Competitive markdown timing for perishable and substitutable products

• We model two firms selling their fixed stocks of substitutable items over a season.
• Each firm׳s problem is to determine when to mark its price down to maximize revenue.
• Pure-strategy equilibrium exists in most plausible settings.
• The firm with the larger inventory marks the price down first.
• Markdowns inside the season lead to finishing stock exactly at the end of the season.
• A firm׳s revenue may be decreasing in its starting inventory.

We model as a duopoly two firms selling their fixed stocks of two substitutable items over a selling season. Each firm starts with an initial price, and has the option to decrease the price once.
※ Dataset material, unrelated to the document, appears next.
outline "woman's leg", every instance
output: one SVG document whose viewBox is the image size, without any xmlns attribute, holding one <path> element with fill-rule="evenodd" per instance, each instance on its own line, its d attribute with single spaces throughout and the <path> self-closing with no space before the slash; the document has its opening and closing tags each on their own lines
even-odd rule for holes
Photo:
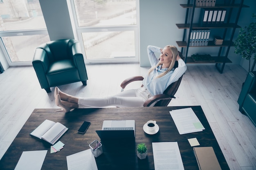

The problem for each firm is to determine when to mark its price down in to maximize its revenue. We show that the existence and characterization of a pure-strategy equilibrium depend on the magnitude of the increase in the revenue rate of a firm when its competitor runs out of stock. When the increase is smaller than the change in the revenue rate of the price leader when both firms are in stock for all of the three possible scenarios, neither firm has the incentive to force its rival to run out of stock and if a firm marks its price down after the season starts, its inventory runs out precisely at the end of the season. When the increase is larger than the change of the price leader׳s revenue rate in one particular scenario, waiting until its rival runs out of inventory may be an equilibrium strategy for the larger firm even though this may lead to leftover inventory for itself. In other cases, there may be no pure-strategy equilibrium in the game. In certain regions of the parameter space, a firm׳s revenue may be decreasing in its starting inventory which shows that a firm may be better off if it can credibly salvage a portion of its inventory prior to the game. While most of our analysis is for open-loop strategies, in the final part of the paper, we show that the open-loop equilibrium survives as an equilibrium when we consider closed-loop strategies for an important subset of the parameter space.